Joshua Cohen: Well, I was listening to a lot of cadenza's and there are these moments where it has nothing to do with structure whatsoever, when people just let loose and they play and it becomes less about idea then physicality. I always wanted to make a book that was physical in that sense, that had less to do with what was said then how it was said and the feeling of the speaker while he was saying it. When I talk I tend to think about how I feel more then the words that I'm picking, when I'm at my most honest, at least. I said 'I'm going to write it like a cadenza so why don't I call it a cadenza.' And I did. So really the music came first and then the words.
KGB: Are you a musician or do you come from a musical background?
JC: I earned a living in high school playing guitar in Atlantic City casinos and restaurants, but other than that, not really. I'm an excellent listener.
KGB: Did you do a lot of research for the book besides listening to cadenzas?
JC: I probably read over one hundred books for this book. There's a section in the book about violin making, so I read a lot about that. And I read a lot of composers' memoirs. Composers' memoirs are brilliant. They live great lives. They're in a different town every night, with different women every night. There are drinks on the table, warm beds in elegant hotels. So it came a lot from that lore. And when musicians take a break, when they "take five," and sit around smoking cigarettes they always end up trading stories, so there's that verbal element too.
KGB: The relationship between the two artists in the book is very intense. How did you develop it?
JC: It's an interesting idea that I've always had about the differences between a performer and a composer. It's essentially the difference, in my mind, between a reader and a writer. The relationship is interesting because here's a guy who's dedicated his life to advancing the other person's art and that relationship is strange because there's power involved and ego involved and yet at the same time they have lives away from art so they have their own personal relationship, which is to say they're old, they are culturally marginalized and they're lonely.
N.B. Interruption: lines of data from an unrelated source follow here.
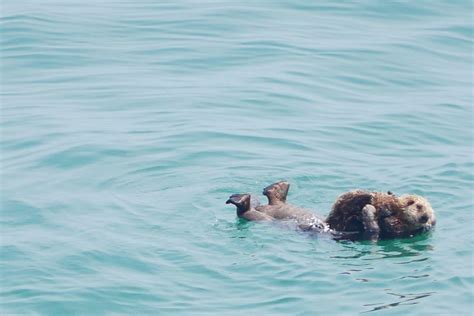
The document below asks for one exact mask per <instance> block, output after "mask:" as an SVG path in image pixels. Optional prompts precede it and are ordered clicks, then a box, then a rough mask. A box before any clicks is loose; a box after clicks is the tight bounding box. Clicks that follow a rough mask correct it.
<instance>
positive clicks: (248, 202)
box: [225, 193, 274, 221]
mask: <svg viewBox="0 0 474 316" xmlns="http://www.w3.org/2000/svg"><path fill="white" fill-rule="evenodd" d="M225 203H226V204H234V205H235V206H236V207H237V216H238V217H240V218H245V219H247V220H249V221H272V220H273V219H274V218H273V217H271V216H269V215H267V214H265V213H262V212H259V211H257V210H255V208H254V207H253V206H251V197H250V194H246V193H245V194H232V195H231V196H230V197H229V199H228V200H227V201H226V202H225Z"/></svg>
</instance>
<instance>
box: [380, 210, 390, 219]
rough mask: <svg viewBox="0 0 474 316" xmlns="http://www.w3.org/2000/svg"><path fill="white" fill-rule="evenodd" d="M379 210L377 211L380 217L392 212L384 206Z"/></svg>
mask: <svg viewBox="0 0 474 316" xmlns="http://www.w3.org/2000/svg"><path fill="white" fill-rule="evenodd" d="M379 212H380V213H379V216H380V218H385V217H390V216H392V212H391V211H390V210H389V209H386V208H382V209H380V211H379Z"/></svg>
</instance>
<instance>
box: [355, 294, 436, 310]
mask: <svg viewBox="0 0 474 316" xmlns="http://www.w3.org/2000/svg"><path fill="white" fill-rule="evenodd" d="M389 291H391V290H390V289H386V290H385V292H386V293H387V294H388V295H392V296H396V297H397V301H396V302H392V303H388V304H386V303H375V304H365V305H363V306H365V307H372V309H370V310H367V311H364V312H363V313H369V312H375V311H379V310H382V309H387V308H391V307H396V306H399V305H416V304H418V303H420V302H419V300H420V299H422V298H425V297H429V296H431V295H433V294H435V293H436V292H425V293H416V294H397V293H392V292H389Z"/></svg>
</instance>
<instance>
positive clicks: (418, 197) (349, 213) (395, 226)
mask: <svg viewBox="0 0 474 316" xmlns="http://www.w3.org/2000/svg"><path fill="white" fill-rule="evenodd" d="M326 222H327V223H328V224H329V226H330V227H331V229H334V230H336V231H340V232H357V233H359V236H360V237H361V238H363V239H372V240H376V239H379V238H382V239H384V238H397V237H409V236H413V235H414V234H417V233H420V232H424V231H428V230H430V229H431V228H432V227H433V226H434V225H435V224H436V218H435V215H434V211H433V208H432V207H431V205H430V203H429V202H428V200H426V199H425V198H423V197H421V196H418V195H402V196H396V195H394V194H393V193H392V192H388V193H381V192H367V191H362V190H356V191H351V192H348V193H344V194H342V195H341V196H339V197H338V198H337V200H336V202H335V203H334V205H333V207H332V210H331V212H330V214H329V215H328V217H327V218H326Z"/></svg>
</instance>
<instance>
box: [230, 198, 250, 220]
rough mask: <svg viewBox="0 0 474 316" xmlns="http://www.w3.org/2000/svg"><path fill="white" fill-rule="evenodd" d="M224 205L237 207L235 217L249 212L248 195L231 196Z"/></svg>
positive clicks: (249, 198) (249, 202)
mask: <svg viewBox="0 0 474 316" xmlns="http://www.w3.org/2000/svg"><path fill="white" fill-rule="evenodd" d="M225 204H234V205H235V206H236V207H237V215H241V214H243V213H245V212H247V211H248V210H250V194H232V195H231V196H229V199H228V200H227V201H226V202H225Z"/></svg>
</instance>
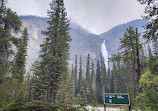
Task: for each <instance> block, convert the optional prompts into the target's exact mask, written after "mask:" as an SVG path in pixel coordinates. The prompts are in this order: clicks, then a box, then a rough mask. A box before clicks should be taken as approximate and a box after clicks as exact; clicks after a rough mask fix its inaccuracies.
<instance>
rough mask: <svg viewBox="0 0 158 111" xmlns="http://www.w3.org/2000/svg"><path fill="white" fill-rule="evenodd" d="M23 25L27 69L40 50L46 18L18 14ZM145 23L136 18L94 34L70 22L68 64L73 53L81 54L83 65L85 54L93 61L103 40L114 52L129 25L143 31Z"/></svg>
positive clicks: (107, 45)
mask: <svg viewBox="0 0 158 111" xmlns="http://www.w3.org/2000/svg"><path fill="white" fill-rule="evenodd" d="M20 18H21V20H22V22H23V27H27V28H28V33H29V46H28V56H27V70H29V68H30V67H31V64H32V63H33V62H34V61H35V60H37V58H38V54H39V51H40V44H41V43H42V40H43V39H44V38H45V36H44V35H42V34H41V31H44V30H46V28H47V20H48V18H41V17H36V16H20ZM145 24H146V21H144V20H142V19H138V20H135V21H132V22H129V23H126V24H122V25H119V26H116V27H114V28H112V29H111V30H109V31H107V32H105V33H103V34H101V35H95V34H92V33H90V32H88V31H87V30H85V29H83V28H82V27H81V26H79V25H78V24H76V23H71V24H70V36H71V38H72V42H70V46H71V48H70V65H71V64H73V63H74V61H75V60H74V59H75V55H76V54H77V55H78V60H79V56H80V55H82V58H83V66H84V67H85V66H86V58H87V54H88V53H89V54H90V55H91V61H93V62H95V63H96V61H97V59H98V58H99V56H100V54H101V45H102V43H103V41H104V40H105V42H106V43H105V44H106V47H107V50H108V53H109V55H111V54H116V53H117V52H118V51H117V48H118V47H119V45H120V44H119V41H120V38H122V37H123V33H124V32H125V31H126V29H127V28H128V27H129V26H133V27H135V28H136V27H137V28H138V29H139V32H143V31H144V29H143V27H142V26H144V25H145Z"/></svg>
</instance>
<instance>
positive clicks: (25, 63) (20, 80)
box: [12, 28, 28, 101]
mask: <svg viewBox="0 0 158 111" xmlns="http://www.w3.org/2000/svg"><path fill="white" fill-rule="evenodd" d="M27 44H28V32H27V29H26V28H25V29H24V31H23V32H22V37H21V39H20V42H19V49H18V52H17V54H16V56H15V62H14V65H13V69H12V70H13V72H12V77H13V78H15V79H16V80H17V87H18V89H15V95H14V98H15V100H16V101H22V100H23V98H24V75H25V73H26V70H25V65H26V55H27Z"/></svg>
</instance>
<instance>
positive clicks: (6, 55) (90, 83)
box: [0, 0, 158, 111]
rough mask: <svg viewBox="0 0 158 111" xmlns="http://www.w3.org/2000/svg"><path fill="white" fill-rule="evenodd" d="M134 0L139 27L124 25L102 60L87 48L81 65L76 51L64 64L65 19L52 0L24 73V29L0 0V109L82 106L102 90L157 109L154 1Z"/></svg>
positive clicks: (76, 110) (25, 54)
I think that old age is a time to become less of an animal and more human. Sexual relationships are gone, you have relationships with women that aren't based on sex, friendships with men that aren't based on competition. And suddenly age becomes a subject.
KGB: You have two more novels coming out. Can you talk a bit about them?
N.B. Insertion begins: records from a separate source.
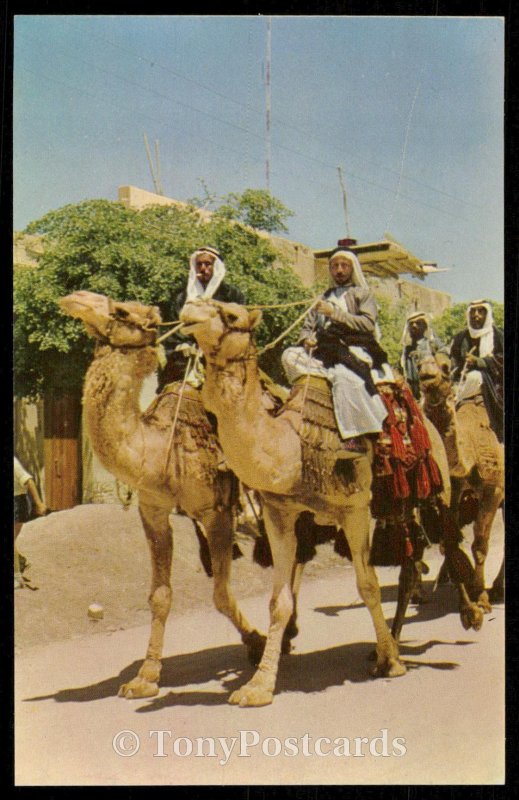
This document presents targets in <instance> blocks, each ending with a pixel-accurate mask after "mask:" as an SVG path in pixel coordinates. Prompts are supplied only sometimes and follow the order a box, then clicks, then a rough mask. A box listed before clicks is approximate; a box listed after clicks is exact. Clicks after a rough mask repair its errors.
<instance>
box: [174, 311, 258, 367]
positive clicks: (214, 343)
mask: <svg viewBox="0 0 519 800" xmlns="http://www.w3.org/2000/svg"><path fill="white" fill-rule="evenodd" d="M180 321H181V322H182V323H183V325H182V332H183V333H185V334H189V335H190V336H194V338H195V339H196V341H197V342H198V344H199V346H200V348H201V349H202V351H203V352H204V354H205V356H206V357H209V358H210V359H211V360H213V361H217V362H218V363H225V361H229V360H236V359H239V358H240V357H241V356H243V355H245V353H246V352H247V350H248V347H249V344H250V341H251V336H252V332H253V331H254V329H255V328H256V327H257V326H258V325H259V323H260V321H261V311H258V310H253V311H247V309H246V308H245V306H241V305H239V304H238V303H220V302H217V301H216V300H196V301H193V302H189V303H186V304H185V306H184V308H183V309H182V313H181V314H180Z"/></svg>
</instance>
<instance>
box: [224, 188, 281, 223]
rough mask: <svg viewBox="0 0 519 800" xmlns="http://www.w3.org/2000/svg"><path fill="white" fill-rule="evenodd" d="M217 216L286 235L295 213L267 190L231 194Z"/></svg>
mask: <svg viewBox="0 0 519 800" xmlns="http://www.w3.org/2000/svg"><path fill="white" fill-rule="evenodd" d="M216 214H218V215H219V216H221V217H223V218H224V219H234V220H238V221H239V222H243V223H244V224H245V225H250V227H251V228H256V229H257V230H261V231H267V232H268V233H286V232H287V231H288V228H287V226H286V224H285V223H286V221H287V220H288V218H289V217H293V216H294V213H293V211H290V209H288V208H287V207H286V206H285V205H284V204H283V203H282V202H281V200H278V199H277V198H276V197H273V196H272V195H271V194H270V192H268V191H267V190H266V189H245V191H244V192H242V194H236V193H235V192H231V193H230V194H228V195H227V196H226V197H224V198H223V203H222V205H220V206H219V208H218V209H217V211H216Z"/></svg>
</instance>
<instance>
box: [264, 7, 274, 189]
mask: <svg viewBox="0 0 519 800" xmlns="http://www.w3.org/2000/svg"><path fill="white" fill-rule="evenodd" d="M271 55H272V17H267V58H266V62H267V64H266V71H265V72H266V74H265V125H266V150H267V152H266V163H265V178H266V183H267V191H268V192H270V158H271V138H270V137H271V131H270V110H271V86H270V61H271Z"/></svg>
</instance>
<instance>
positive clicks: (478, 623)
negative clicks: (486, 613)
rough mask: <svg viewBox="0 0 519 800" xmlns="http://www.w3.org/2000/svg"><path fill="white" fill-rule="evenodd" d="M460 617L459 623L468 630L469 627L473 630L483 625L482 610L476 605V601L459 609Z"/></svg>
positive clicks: (482, 610) (466, 630)
mask: <svg viewBox="0 0 519 800" xmlns="http://www.w3.org/2000/svg"><path fill="white" fill-rule="evenodd" d="M460 618H461V624H462V625H463V627H464V628H465V630H466V631H468V630H469V629H470V628H472V630H475V631H479V630H480V629H481V626H482V625H483V619H484V615H483V610H482V609H481V608H479V606H477V605H476V603H472V604H471V605H470V606H469V607H468V608H463V609H462V610H461V611H460Z"/></svg>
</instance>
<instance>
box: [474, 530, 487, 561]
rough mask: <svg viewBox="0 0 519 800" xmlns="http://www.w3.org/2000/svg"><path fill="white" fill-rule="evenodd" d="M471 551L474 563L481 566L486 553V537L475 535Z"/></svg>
mask: <svg viewBox="0 0 519 800" xmlns="http://www.w3.org/2000/svg"><path fill="white" fill-rule="evenodd" d="M471 549H472V556H473V558H474V562H475V563H476V564H483V563H484V561H485V559H486V557H487V553H488V536H485V535H483V534H476V536H474V541H473V543H472V548H471Z"/></svg>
JC: Heaven of Others is about a Jewish-Israeli kids who is blown up by a Muslim-Palestinian suicide bomber. Because the young suicide bomber actually hugs him to blow him up, the Jewish kid is brought with the Muslim kid into the Muslim heaven, where the Jewish kid enjoys the hospitality of numerous virgins as promised to suicide bombers. He wanders the deserts of Muslim heavens searching for Muhammad, who is rumored to be able to restore him to the heaven of his own belief.
The second one, Channel, is basically a thriller set half in Russia and half in Los Angeles. When I say thriller I probably mean not a thriller. I hope that Channel is sold exclusively in run-down, third world airports. It's that kind of airport book thriller, but it's that airport book where the planes never leave. It's about a Russian over-dubber for Russian state television who sees an actress when he over-dubbs a show, and when her show airs he decides to leave Russia to go to Los Angeles to have this sitcom actress.